Now it’s my turn to feel guilty. I’ve left it awful late to start telling you the next bit of our story and – precisely because it’s so very late – I won’t be able to tell you much.

I guess the sooner I get on with it the better.

I guess you’ve noticed this chapter is called Barnabas.

And I guess you remember that Barnabas is me.

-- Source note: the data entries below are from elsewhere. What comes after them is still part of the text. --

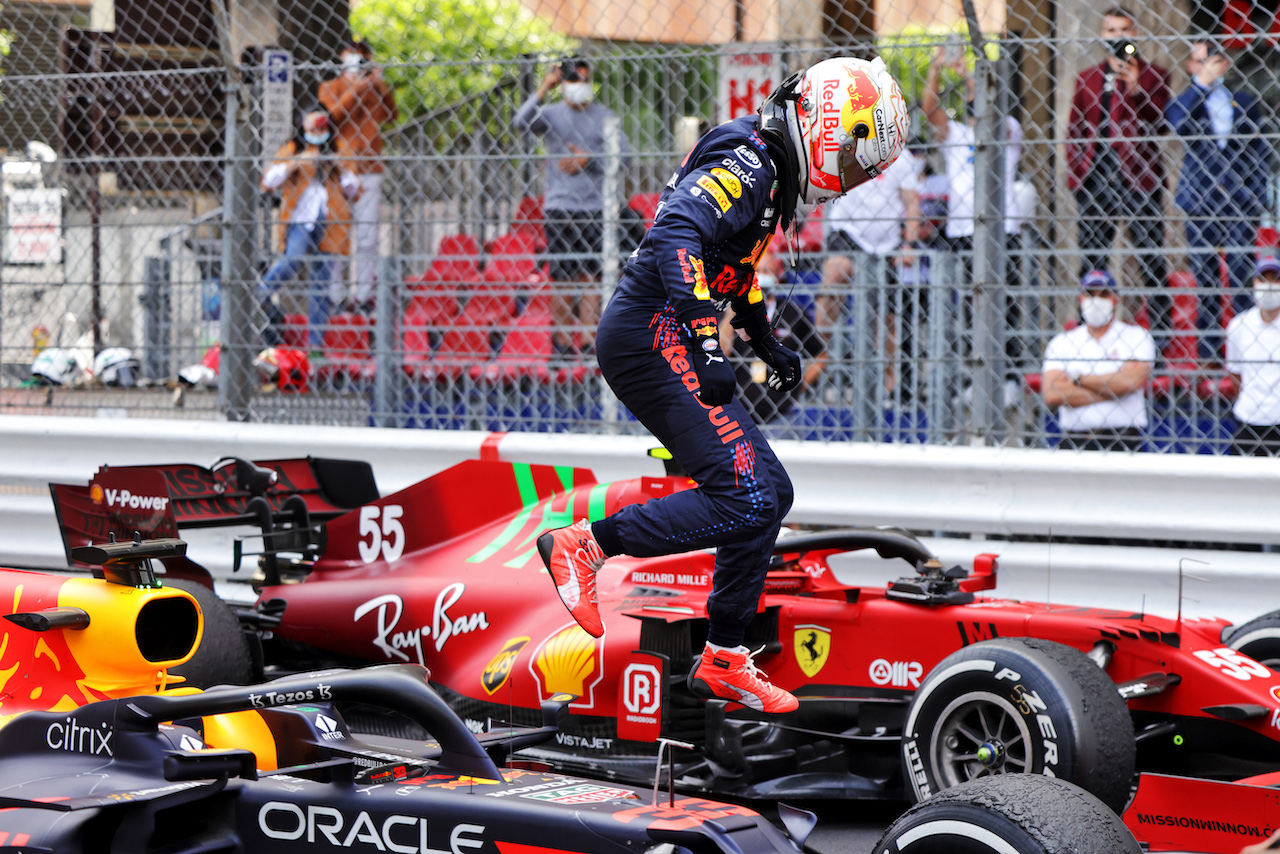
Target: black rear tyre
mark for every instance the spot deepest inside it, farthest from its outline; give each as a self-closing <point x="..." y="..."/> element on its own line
<point x="223" y="657"/>
<point x="1258" y="639"/>
<point x="1019" y="706"/>
<point x="1009" y="814"/>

I am Barnabas. The Barnabas of Paternoster Square. The waif with the golden hair. And the blue eyes. And the nose that looks longer than it should be. I’d make a good bird. The sort with a thick short beak, more sparrow than woodpecker, more bull-finch than wren. I’m too intelligent to be a pigeon but too slow to be a hawk, and too small to be a swan. Plus I can’t swim. I hate water.

I drowned.

Just thought I’d drop that in now. Get it out of the way. When I was alive, I couldn’t swim. I worked in the docks – they’re all gone now. One day, I was shifting bags of sugar. And I fell. Head first straight into the cold Thames. And that was that.

I haven’t quite been here ever since, but so nearly as to not matter. I try to forget where I was before I found Paternoster … or he found me … and I came to live here. I’m glad he brought me here, because the watching is first rate. And the food! Aaah! – the food smells and the food-watching within a mile of Paternoster Square are incredible; they make my heart sing (not that I have one, but you know what I mean).

In this part of London, the people-watching is sublimer than … ? Than … than a deck-chair snooze in Monet’s French water garden, on a summer’s afternoon, lazily counting the lilies, while electric-blue dragonflies dip and skim the water. One of my current people-watching favourites is Harry. I guess he’s about I-know-what-I’m-doing-even-when-you-think-I-don’t-and-I’m-going-to-do-it-anyway-seven. He’s cool, but it would be a bad idea to tell him so. He’s savvy, but again I’d counsel against telling him. And I’m not sure if he’s lost the ability to see us or if he can, but chooses not to and instead, ignores us.

Harry carries a Harry bag; always. It’s a small brown satchel, covered in stickers. With three leather luggage labels, each with a photograph. The red one is of Harry playing tennis. The other two are of famous tennis players and have Wimbledon in gold letters stamped diagonally across the leather. Whatever time it is, or day it is, or time of year, Harry has a tennis ball in his hand.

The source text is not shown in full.